The condition is recognized most often when respiratory paralysis unexpectedly persists for a prolonged period of time following administration of succinylcholine. The mainstay of treatment is ventilatory supported until diffusion of succinylcholine out of the myoneural junction permits return of neuromuscular function. The diagnosis is confirmed by a laboratory assay demonstrating decreased plasma cholinesterase enzyme activity. Another proposed treatment is prophylactic transfusion of fresh frozen plasma which can augment the patients endogenous plasma pseudocholinesterase activity. This practice is not recommended because of the risk of iatrogenic viral infectious complications. However, perioperative transfusion of fresh frozen plasma administered to correct a coagulopathy may mask an underlying pseudo cholinesterase deficiency .
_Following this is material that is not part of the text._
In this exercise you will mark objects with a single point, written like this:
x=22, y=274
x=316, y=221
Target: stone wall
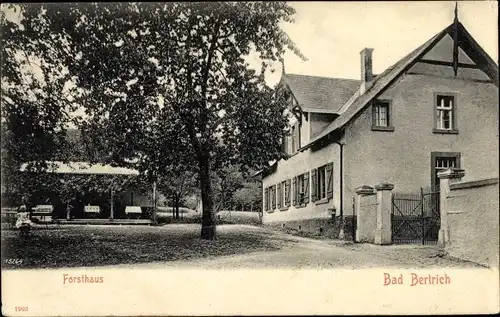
x=472, y=212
Different authors have demonstrated lower plasma cholinesterase activity in pregnant patients as compared to nonpregnant women. Blitt et al. could not demonstrate a correlation between plasma cholinesterase activity and duration of paralysis form succinylcholine  although others did [3, 4]. During the first 2 to 3 days postpartum a further fall in cholinesterase activity has been described followed by a rise to normal levels by the end of the puerperium . Lower levels of cholinesterase have been noticed in case of pre-eclampsia and haemolysis, elevated liver tests, and low platelets (HELLP) syndrome, probably due to diminished liver function .
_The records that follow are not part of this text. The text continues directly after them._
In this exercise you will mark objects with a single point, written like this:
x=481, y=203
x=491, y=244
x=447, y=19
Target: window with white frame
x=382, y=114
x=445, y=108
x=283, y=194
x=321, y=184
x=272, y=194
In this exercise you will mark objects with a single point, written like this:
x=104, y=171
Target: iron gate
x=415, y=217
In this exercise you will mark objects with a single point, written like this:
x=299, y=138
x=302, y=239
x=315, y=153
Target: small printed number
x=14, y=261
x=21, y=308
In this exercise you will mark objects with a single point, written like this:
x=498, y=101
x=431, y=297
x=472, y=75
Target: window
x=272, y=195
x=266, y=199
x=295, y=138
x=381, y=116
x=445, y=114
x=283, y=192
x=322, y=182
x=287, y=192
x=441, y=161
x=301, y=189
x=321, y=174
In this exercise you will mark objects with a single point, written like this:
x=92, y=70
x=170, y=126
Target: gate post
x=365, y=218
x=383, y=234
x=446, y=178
We have been able to find 13 reports on cholinesterase deficiency during caesarean section [3, 4, 6–16]. Two cases of epidural anesthesia with chloroprocaine complications such as high epidural block with respiratory problems and grand mal seizures have been reported [15, 17]. Five cases have been described with transient respiratory depression of the newborn when the mother had cholinesterase deficiency, probably demonstrating the baby being heterozygous for the allele and receiving succinylcholine through placental transfer [18, 19].
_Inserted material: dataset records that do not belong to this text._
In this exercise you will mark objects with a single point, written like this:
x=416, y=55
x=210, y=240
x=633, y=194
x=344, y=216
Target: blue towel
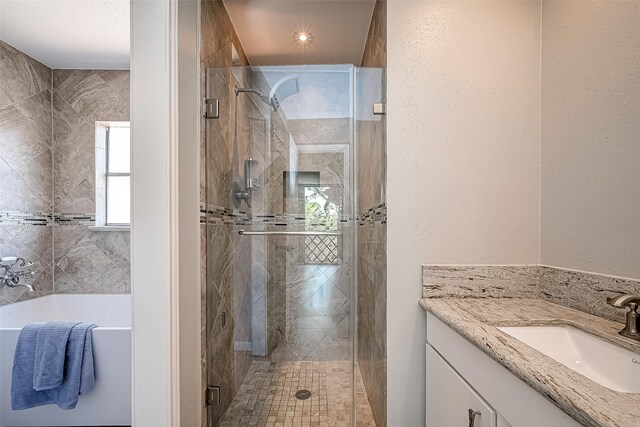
x=50, y=351
x=34, y=343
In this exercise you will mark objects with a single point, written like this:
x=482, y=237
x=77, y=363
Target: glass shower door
x=280, y=304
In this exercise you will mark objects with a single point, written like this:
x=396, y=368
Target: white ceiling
x=266, y=27
x=69, y=33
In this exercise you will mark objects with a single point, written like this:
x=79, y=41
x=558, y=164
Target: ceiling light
x=302, y=37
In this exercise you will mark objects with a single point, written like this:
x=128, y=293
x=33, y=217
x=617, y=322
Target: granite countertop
x=591, y=404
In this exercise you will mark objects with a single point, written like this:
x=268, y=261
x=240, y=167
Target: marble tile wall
x=26, y=183
x=580, y=290
x=85, y=261
x=226, y=282
x=375, y=51
x=372, y=229
x=47, y=139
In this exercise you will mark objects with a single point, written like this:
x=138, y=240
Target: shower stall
x=279, y=213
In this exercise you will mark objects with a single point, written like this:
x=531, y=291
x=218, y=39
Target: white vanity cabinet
x=459, y=377
x=450, y=400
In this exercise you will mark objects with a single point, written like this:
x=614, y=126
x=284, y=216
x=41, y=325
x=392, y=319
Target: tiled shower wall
x=26, y=179
x=226, y=296
x=47, y=171
x=372, y=214
x=85, y=260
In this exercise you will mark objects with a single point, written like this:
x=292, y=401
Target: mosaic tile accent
x=375, y=214
x=267, y=396
x=25, y=218
x=220, y=215
x=46, y=219
x=88, y=219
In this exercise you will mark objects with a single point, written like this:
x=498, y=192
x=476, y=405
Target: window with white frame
x=113, y=174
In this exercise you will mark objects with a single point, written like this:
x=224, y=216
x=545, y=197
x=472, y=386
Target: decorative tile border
x=46, y=219
x=375, y=214
x=87, y=219
x=25, y=218
x=219, y=215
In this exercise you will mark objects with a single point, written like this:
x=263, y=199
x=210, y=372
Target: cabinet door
x=449, y=397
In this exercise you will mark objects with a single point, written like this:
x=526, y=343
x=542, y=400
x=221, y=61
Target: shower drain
x=303, y=394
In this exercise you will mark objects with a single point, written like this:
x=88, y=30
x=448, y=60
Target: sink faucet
x=632, y=328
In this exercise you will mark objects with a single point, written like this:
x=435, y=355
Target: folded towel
x=78, y=371
x=50, y=350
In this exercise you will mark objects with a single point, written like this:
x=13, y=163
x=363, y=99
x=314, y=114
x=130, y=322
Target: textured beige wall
x=590, y=136
x=463, y=153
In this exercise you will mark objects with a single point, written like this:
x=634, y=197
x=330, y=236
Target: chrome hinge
x=379, y=108
x=213, y=395
x=210, y=108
Remifentanil is a rapidly metabolised opioid -receptor agonist and had been suggested as a suitable alternative to neuromuscular blocking drugs to facilitate tracheal intubation. Should mask ventilation become necessary, in case of remifentanyl, muscle rigidity might make this more difficult. Remifentanyl has been used for caesarean section  and a case has been reported in a patient with a history of multiple spinal operations and scoliosis combined with cholinesterase deficiency . In this case tracheal intubation was easily possible and the patient awoke immediately after surgery, the neonate had normal Apgar scores and umbilical cord blood gases. We have been able to find only one report of an obstetric patient with Harrington rods where ultrasound was used to perform epidural analgesia for labour and vaginal deliçvery, not for caesarean section .
We conclude that in patients with pseudo cholinesterase deficiency and difficulties for loco-regional anaesthesia ultrasound guided puncture can provide a possibility for loco-regional anaesthesia previously not possible, in a setting with facilities for ultrasound guided needle placement.